UN envoy to Iraq calls for Sinjar agreement to be implemented

At a meeting in Mosul on Thursday, the head of the United Nations Assistance Mission for Iraq (UNAMI), Jeanine Hennis-Plasschaert, urged Iraqi and the Kurdistan Regional Government (KRG) to implement a recent agreement for administering and providing security for the disputed district of Sinjar (Shingal).

ERBIL (Kurdistan 24) – At a meeting in Mosul on Thursday, the head of the United Nations Assistance Mission for Iraq (UNAMI), Jeanine Hennis-Plasschaert, urged Iraqi and the Kurdistan Regional Government (KRG) to implement a recent agreement for administering and providing security for the disputed district of Sinjar (Shingal).

Hennis-Plasschaert, accompanied by UN Deputy Special Representative and Resident Coordinator for Iraq Irena Sollorano met with Nineveh Governor Najm al-Jabouri and locals from Shingal to discuss the matter. 

During a press conference following the meeting, she urged acceleration of “the process of rebuilding, improving services, and returning the displaced to their homes.

“They discussed the implementation of the Sinjar Agreement in order to create stability and security in the area and allow for its reconstruction as well as the return of the internally displaced persons (IDPs),” UNAMI said in a tweet.

Hennis-Plasschaert said, “The most important thing is stability, security structures and unified management,” adding that although agreements are not always complete, she asked parties in both Baghdad and Erbil “accelerate steps to implement the agreement on the ground.”

Iraq and the KRG announced on they had reached an agreement, with support of the UN, to restore and normalize the situation in Shingal, where competing armed groups are active. The plan involves understandings on security, civil administration, reconstruction, service rehabilitation, and the return of those displaced when the Islamic State took over the area in 2014.

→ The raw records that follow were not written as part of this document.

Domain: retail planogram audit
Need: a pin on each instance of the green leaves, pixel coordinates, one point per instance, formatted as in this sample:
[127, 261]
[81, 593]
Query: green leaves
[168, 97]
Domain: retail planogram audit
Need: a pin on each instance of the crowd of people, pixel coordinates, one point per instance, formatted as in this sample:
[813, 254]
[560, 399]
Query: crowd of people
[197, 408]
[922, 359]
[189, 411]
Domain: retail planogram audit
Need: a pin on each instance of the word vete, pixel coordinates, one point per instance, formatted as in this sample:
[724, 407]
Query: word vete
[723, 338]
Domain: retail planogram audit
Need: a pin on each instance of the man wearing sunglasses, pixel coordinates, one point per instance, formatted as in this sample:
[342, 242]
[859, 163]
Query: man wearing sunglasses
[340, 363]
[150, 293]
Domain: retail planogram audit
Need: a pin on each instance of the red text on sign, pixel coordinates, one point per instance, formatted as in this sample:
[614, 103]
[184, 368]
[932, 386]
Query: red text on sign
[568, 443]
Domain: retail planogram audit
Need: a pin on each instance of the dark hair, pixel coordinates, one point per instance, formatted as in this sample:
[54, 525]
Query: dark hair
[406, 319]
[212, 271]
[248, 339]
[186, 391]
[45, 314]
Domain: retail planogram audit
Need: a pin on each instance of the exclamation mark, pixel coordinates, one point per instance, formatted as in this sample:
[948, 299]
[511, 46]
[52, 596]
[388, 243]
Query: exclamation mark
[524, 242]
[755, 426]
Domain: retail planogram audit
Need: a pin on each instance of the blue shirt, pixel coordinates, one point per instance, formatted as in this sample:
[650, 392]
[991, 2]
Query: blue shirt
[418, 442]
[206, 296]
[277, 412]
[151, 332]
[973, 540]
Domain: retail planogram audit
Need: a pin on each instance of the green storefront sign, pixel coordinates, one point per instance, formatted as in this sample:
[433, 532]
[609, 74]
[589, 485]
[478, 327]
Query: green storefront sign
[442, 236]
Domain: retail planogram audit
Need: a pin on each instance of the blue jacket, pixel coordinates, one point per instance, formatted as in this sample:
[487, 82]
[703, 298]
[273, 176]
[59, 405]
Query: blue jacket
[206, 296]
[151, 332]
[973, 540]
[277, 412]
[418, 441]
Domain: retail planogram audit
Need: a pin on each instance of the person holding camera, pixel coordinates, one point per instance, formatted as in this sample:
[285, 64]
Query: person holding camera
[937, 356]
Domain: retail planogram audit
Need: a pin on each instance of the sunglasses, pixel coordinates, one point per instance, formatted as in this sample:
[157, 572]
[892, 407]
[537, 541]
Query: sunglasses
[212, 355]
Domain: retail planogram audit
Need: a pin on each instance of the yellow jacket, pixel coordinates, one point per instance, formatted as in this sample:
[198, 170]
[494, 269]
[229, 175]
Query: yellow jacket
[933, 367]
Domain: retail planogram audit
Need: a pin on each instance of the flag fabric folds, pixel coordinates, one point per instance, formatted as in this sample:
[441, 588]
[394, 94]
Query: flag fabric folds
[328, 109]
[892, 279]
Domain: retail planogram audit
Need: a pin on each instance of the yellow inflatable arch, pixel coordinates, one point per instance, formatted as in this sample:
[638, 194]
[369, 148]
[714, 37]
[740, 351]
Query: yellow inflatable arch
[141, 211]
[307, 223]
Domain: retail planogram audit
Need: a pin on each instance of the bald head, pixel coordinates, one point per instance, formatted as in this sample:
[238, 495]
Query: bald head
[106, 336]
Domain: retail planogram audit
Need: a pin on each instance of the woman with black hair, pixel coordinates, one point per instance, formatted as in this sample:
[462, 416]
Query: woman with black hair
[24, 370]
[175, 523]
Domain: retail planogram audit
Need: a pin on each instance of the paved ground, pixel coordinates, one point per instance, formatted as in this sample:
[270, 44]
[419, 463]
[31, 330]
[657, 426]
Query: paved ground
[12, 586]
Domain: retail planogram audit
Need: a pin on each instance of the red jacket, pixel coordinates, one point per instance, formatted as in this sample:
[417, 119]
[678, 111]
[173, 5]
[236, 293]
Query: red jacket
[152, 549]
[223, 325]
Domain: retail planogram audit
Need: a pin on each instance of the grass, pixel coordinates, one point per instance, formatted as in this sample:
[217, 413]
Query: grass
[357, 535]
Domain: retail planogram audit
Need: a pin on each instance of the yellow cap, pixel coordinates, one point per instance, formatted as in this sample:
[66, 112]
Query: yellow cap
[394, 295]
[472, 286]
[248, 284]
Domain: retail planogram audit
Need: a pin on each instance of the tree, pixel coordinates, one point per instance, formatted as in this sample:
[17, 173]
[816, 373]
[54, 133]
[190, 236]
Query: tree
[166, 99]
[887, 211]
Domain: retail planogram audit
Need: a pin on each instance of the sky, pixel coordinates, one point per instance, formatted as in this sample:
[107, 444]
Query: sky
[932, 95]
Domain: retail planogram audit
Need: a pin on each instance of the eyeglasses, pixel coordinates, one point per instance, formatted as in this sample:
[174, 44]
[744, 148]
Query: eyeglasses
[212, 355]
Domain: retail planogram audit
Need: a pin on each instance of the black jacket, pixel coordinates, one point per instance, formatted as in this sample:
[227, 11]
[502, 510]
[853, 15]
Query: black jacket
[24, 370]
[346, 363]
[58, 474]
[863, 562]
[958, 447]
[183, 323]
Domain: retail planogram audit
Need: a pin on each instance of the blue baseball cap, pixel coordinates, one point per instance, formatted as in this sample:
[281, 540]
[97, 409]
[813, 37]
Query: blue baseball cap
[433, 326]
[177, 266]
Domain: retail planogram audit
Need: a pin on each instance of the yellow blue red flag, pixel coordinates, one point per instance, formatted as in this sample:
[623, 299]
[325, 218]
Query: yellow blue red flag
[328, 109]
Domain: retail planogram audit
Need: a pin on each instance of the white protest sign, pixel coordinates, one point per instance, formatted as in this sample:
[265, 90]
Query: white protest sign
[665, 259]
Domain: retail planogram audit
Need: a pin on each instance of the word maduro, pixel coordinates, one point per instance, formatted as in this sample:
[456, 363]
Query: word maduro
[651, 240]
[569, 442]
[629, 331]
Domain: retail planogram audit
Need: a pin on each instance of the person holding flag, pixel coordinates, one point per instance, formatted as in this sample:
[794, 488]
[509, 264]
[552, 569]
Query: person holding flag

Read More: KRG and Baghdad reach administrative, security agreement on Sinjar

The UN envoy continued, “When the federal and Kurdish regional government recently (and finally) agreed on a number of principles and steps to overcome these discords and disputes…I was hopeful. Hopeful because this could pave the way for a new chapter for Sinjar, for all Sinjaris. A chapter in which the interests of the Sinjari people will come first.” 

“But for all of that to happen, stable governance and stable security structures are urgently needed. It is (in a way) the basis for any form of progress. And this is exactly what is being acknowledged in what is being called the government-to-government agreement.”

She concluded, “And true, signing off on such agreement is just a very first step. Sound implementation will prove essential.”

Notably, the agreement includes understandings to withdraw all armed groups from the area, restore the local administration, and appoint a new mayor. 

Almost five years have passed since November 2015, when the Islamic State was pushed from the area. Since late 2017, however, the area has been under the control of Iraqi forces and Iranian-backed militias of the Popular Mobilization Forces (PMF). In addition, the Shingal Resistance Units (YBS), the local wing of the Kurdistan Workers’ Party (PKK), is active in the area and receives salaries from the PMF.

Much of the city remains uninhabitable rubble, and very few of its former residents have returned to their homes.

Baghdad appointed new officials in Shingal in place of the elected officials who had withdrawn from the area to relocate to the Kurdistan Region’s Duhok province, where they still conduct district business.

There are, thus, currently two local governments: one appointed by Baghdad and the other elected before October 2017 by the people of the area.

Before the Islamic State overran Shingal in August 2014, it was region was home to some 200,000 residents, most of them members of the Yezidi (Ezidi) religious minority. The terrorist group proceeded to kidnap and massacre untold numbers of people, and thousands of women and girls were forced into sexual slavery. Those atrocities are now widely recognized as genocide. 

Tens of thousands of Yezidis from Sinjar and surrounding areas remain displaced in the Kurdistan Region. Others fled to Europe and other areas abroad. 

Thousands are still missing. According to a report of France 24 between June and September this year, at least 34,000 IDPs returned to Sinjar, predominantly Ezidis.